Tuesday, March 4, 2003

Laptop partly broken, Xdmcp to the rescue

My laptop took a header onto the floor and the corner of the case is
smashed up. If it is pressed back into shape, the monitor turns off
-- this makes it hard to type on.



Since the desktop configured just the way I like it as well as a
chroot debian/unstable environment for building debian packages I
wanted a way to get to the laptop from my other work (Compaq Deskpro
EN running Red Hat 8.0) and other home systems (specifically my wife's
Microsoft Windows 2000 laptop + cygwin).



The solution was to enable Xd
mcp
on the laptop and then connect to
it from the other system's X servers. Here are the steps.




  • On the laptop which uses kdm, edit /etc/kde2/kdmrc and look for
    the [Xdmcp] section and enable it. The line looks like this



    [Xdmcp]
    ...
    # Whether KDM should listen to XDMCP requests. Default is false for Debian.
    Enable=true
    ...





  • Now edit /etc/kde2/kdm/Xaccess to allow access. Uncomment the two
    lines that look like this:




    ...
    * #any host can get a login window
    ...
    * CHOOSER BROADCAST #any indirect host can get a chooser
    ...


    You can tighten up security by enumerating all the systems you want
    access from. Since both of the networks my laptop connects to (home
    behind a NATting firewall and work's corpnet) are secure enough for me
    so I didn't bother.




  • Now restart kdm on the laptop, "/etc/init.d/kdm restart"

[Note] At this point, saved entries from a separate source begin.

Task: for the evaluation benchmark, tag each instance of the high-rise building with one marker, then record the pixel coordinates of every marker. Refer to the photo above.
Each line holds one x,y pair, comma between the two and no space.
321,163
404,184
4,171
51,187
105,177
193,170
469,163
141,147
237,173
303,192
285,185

  • From the linux desktop, startup X and have it connect to my laptop's XDMCP:


    X -broadcast -query mylaptop.name :1

    And in a few seconds there is the familar KDM login on ALT-F8.



  • From the Microsoft Windows 2000 desktop that has cygwin installed,
    startup X and have it connect to my laptop's XDMCP:


    X -broadcast -query mylaptop.name :1

    And in a few seconds there is a window that contains the
    familar KDM login.



  • Performance is acceptable across WiFi.